Arthur Cram

Personal information
- Date of birth: 1894
- Place of birth: Scotland
- Date of death: 1958 (aged 63–64)

= Arthur Cram =

Scottish football administrator (1894–1958)

Arthur S Cram (1894–1958) was a Scottish football administrator.

==Career==
Arthur Cram was a partner in the accounting firm James Cram & Sons in Dundee had an accounting business in Dundee He was the Dundee United club secretary from 1938 to 1945. He also served as a councillor in Newport-on-Tay during the same period.

During World War Two he was too old to join the active forces (he had been injured in World War One), so he became the club secretary, a position that he held until 1945. He attempted to resign as secretary in June 1940 but was convinced to withdraw his resignation. He was not, as is sometimes erroneously reported, manager of the club during the war.

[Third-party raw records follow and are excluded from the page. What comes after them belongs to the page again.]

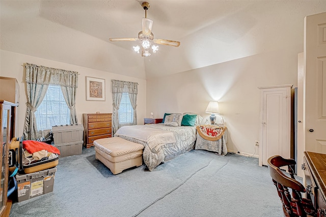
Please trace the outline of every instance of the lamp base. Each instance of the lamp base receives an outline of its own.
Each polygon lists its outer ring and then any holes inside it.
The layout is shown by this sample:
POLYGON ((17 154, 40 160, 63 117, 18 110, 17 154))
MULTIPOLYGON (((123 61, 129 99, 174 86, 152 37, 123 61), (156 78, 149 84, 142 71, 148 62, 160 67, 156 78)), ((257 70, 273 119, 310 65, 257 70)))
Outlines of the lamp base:
POLYGON ((215 121, 216 120, 216 116, 215 116, 215 114, 211 114, 209 116, 209 119, 210 120, 210 124, 214 125, 215 121))

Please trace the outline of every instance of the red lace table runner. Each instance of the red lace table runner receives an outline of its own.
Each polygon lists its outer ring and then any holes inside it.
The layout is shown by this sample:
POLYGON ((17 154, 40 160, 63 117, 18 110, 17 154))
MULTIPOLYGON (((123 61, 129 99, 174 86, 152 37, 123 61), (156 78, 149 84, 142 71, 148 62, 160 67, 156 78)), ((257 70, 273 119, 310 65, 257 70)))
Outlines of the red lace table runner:
POLYGON ((197 128, 200 136, 210 141, 216 141, 221 139, 226 130, 226 127, 212 125, 198 126, 197 128))

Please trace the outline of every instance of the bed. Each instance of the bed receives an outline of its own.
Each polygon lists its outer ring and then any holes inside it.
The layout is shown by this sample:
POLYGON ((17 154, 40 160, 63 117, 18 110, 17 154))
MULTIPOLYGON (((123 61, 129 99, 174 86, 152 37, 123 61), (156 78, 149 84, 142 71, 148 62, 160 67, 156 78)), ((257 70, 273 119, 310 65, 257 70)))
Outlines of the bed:
POLYGON ((143 144, 144 162, 152 171, 160 163, 194 149, 196 126, 200 125, 202 118, 191 112, 166 113, 164 123, 122 127, 114 136, 143 144), (188 117, 191 122, 183 122, 188 117))

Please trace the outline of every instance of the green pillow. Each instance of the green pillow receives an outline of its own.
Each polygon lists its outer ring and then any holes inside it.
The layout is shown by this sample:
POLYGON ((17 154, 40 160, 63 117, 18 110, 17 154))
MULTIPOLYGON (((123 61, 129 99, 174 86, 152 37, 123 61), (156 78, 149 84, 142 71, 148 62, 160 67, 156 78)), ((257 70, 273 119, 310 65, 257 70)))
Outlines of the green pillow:
POLYGON ((185 114, 182 117, 181 126, 189 126, 194 127, 196 123, 196 118, 197 117, 197 114, 185 114))
POLYGON ((165 119, 165 116, 167 115, 170 115, 170 114, 171 114, 170 113, 166 113, 164 114, 164 116, 163 116, 163 120, 162 120, 162 123, 164 123, 164 119, 165 119))

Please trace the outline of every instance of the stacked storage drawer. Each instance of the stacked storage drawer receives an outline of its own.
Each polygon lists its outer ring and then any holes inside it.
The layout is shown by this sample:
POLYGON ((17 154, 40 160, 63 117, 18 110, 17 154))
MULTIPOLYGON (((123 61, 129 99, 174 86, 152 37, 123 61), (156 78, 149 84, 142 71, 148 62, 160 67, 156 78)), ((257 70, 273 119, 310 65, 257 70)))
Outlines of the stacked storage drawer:
POLYGON ((53 191, 57 167, 16 175, 18 202, 25 201, 53 191))
POLYGON ((84 146, 88 148, 96 139, 112 136, 112 113, 83 114, 84 146))
POLYGON ((82 154, 83 131, 80 124, 52 127, 55 146, 60 150, 60 157, 82 154))

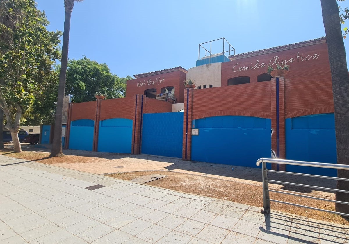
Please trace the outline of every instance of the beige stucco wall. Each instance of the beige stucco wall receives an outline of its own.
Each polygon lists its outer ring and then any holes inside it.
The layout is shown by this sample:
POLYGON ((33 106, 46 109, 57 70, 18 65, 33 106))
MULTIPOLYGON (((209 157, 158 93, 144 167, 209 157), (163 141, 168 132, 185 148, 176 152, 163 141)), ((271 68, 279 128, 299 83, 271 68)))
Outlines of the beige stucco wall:
POLYGON ((178 112, 181 109, 184 109, 184 104, 173 104, 172 105, 172 112, 178 112))
POLYGON ((195 89, 203 85, 212 85, 213 87, 220 86, 222 63, 214 63, 194 67, 188 70, 187 79, 195 81, 195 89))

His administrative abilities were particularly useful in identifying and securing the release of pre-war professional players who were stationed with the armed forces within travelling distance of Dundee. At a time when several clubs - including Dundee FC - closed down rather than put in the effort that Cram did on United's behalf, the club and its supporters owed him a considerable debt for keeping the flag flying at Tannadice Park from 1941 to 1945. At the end of the conflict he relinquished his position and was invited to join the board, where he remained until 1951.